Replication slots are one of those Postgres features whose default behavior is correct for one failure mode and catastrophic for another. The mechanism is conceptually simple: a slot is a server-side bookmark that promises to retain WAL files until the consumer named by the slot has confirmed it has applied or copied them. The promise is what makes streaming replication and logical replication and CDC tools work reliably, because it removes the timing dependency where a slow consumer could miss WAL that the primary had already recycled.

The same promise is what makes slots dangerous. A slot whose consumer disappears does not time out. The slot keeps the WAL forever, or until the disk fills, whichever comes first. The mechanism that protects a temporarily-slow consumer from data loss is the same mechanism that turns a forgotten test slot into a midnight pager event.

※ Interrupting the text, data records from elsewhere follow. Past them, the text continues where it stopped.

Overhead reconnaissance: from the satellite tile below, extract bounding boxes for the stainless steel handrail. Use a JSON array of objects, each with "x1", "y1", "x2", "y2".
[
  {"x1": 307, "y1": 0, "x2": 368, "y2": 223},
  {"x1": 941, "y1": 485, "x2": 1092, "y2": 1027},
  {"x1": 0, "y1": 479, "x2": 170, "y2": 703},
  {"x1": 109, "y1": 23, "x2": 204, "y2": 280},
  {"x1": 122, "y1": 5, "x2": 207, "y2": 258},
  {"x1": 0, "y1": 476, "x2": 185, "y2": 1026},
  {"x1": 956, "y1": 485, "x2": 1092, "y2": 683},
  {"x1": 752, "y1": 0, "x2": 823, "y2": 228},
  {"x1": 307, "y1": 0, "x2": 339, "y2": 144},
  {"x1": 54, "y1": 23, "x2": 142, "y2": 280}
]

The chronology of a disk-fill incident

The pattern is predictable enough to describe in past tense. A team sets up a logical replication slot for a development environment or a one-off data migration or an experiment with a CDC tool. The consumer either fails or finishes its work and disconnects without dropping the slot. The slot sits in pg_replication_slots, marked inactive, retaining WAL.

For days or weeks, nothing notices. WAL accumulates in pg_wal at whatever the write rate of the database happens to be. A busy OLTP system might generate 10-50 GB of WAL per day; a logging-heavy workload can produce hundreds. Standard monitoring watches the database for query latency and connection counts and table bloat, none of which are affected. Disk-usage monitoring picks it up eventually, but by the time someone investigates, the disk is at 80 or 90 percent.

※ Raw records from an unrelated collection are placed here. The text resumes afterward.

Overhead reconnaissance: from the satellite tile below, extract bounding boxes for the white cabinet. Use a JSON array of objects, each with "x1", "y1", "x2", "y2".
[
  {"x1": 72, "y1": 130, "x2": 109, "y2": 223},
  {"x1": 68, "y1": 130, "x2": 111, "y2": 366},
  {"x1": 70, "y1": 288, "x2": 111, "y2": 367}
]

The intervention is to drop the slot, which releases the WAL retention obligation, which lets the next checkpoint recycle the accumulated files. The intervention is also irreversible from the consumer's perspective: any consumer that had been planning to come back and consume the slot has lost its position and must start over from a current snapshot.

What changed in Postgres 13

Postgres 13 added max_slot_wal_keep_size as a safety net. The parameter caps how much WAL any slot can pin. When a slot exceeds the cap, the WAL files past the cap are recycled and the slot is marked invalid. The slot still exists but its consumer can no longer use it without resetting, which is the same intervention that the manual drop produces but applied automatically before the disk fills.

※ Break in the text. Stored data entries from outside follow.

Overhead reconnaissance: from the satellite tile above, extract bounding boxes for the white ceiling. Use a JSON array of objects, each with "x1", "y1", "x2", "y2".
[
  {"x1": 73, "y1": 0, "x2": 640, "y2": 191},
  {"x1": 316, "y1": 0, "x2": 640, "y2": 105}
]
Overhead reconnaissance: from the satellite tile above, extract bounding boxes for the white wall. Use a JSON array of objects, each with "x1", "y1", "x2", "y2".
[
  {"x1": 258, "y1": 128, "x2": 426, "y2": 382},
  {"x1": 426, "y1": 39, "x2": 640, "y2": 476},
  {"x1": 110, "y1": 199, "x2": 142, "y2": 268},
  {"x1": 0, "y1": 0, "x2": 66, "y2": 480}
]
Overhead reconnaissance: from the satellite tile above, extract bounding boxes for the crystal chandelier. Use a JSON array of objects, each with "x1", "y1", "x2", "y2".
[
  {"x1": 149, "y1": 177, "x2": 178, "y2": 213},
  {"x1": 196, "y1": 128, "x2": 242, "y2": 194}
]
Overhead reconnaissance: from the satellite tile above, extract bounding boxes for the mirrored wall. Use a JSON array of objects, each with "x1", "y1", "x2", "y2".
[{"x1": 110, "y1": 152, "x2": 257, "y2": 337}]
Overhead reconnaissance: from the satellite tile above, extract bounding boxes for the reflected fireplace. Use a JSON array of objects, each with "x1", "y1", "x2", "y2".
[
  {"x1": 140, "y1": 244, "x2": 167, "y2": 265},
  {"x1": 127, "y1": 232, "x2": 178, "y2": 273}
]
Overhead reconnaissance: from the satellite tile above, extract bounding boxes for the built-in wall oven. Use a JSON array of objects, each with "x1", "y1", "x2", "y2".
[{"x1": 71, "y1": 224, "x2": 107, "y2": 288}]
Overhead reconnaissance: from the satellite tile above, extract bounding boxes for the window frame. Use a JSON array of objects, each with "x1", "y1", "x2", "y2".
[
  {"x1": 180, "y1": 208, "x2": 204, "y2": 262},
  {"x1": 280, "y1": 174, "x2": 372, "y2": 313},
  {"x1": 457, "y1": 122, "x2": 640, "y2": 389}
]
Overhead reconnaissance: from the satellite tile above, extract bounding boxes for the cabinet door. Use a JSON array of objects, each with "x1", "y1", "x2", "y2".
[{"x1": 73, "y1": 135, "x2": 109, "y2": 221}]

The default for max_slot_wal_keep_size is -1, meaning unlimited, which preserves the pre-13 behavior. The reasonable production setting is a value that represents disk space the cluster can afford to lose to a runaway slot without affecting other operations: 50 GB on a small cluster, 200 GB on a medium one, larger on systems with substantial WAL volume and substantial disk headroom. The value is workload-dependent but the right way to think about it is "how much WAL is acceptable to retain before declaring the consumer dead and reclaiming the space."

The monitoring discipline

The view pg_replication_slots exposes the relevant columns: slot_name, active, restart_lsn, and the calculated lag in bytes. The everyday query is:

SELECT slot_name, active,
       pg_size_pretty(pg_wal_lsn_diff(pg_current_wal_lsn(), restart_lsn)) AS retained_wal
FROM pg_replication_slots
ORDER BY pg_wal_lsn_diff(pg_current_wal_lsn(), restart_lsn) DESC;

The output shows every slot, whether its consumer is currently connected, and how many bytes of WAL it is pinning. The alert thresholds depend on cluster size but useful ones are 5 GB as a yellow signal worth looking at within hours, 25 GB as a red signal worth paging on, and 50 GB as a critical signal that requires intervention regardless of business hours. The thresholds should be substantially smaller than max_slot_wal_keep_size so the alert fires before the automatic invalidation does.

The lifecycle discipline

Slots are easier to create than to track. A small team accumulates them over time as people experiment with replication or set up one-off feeds. The discipline that prevents the accumulation is metadata tagging combined with periodic review.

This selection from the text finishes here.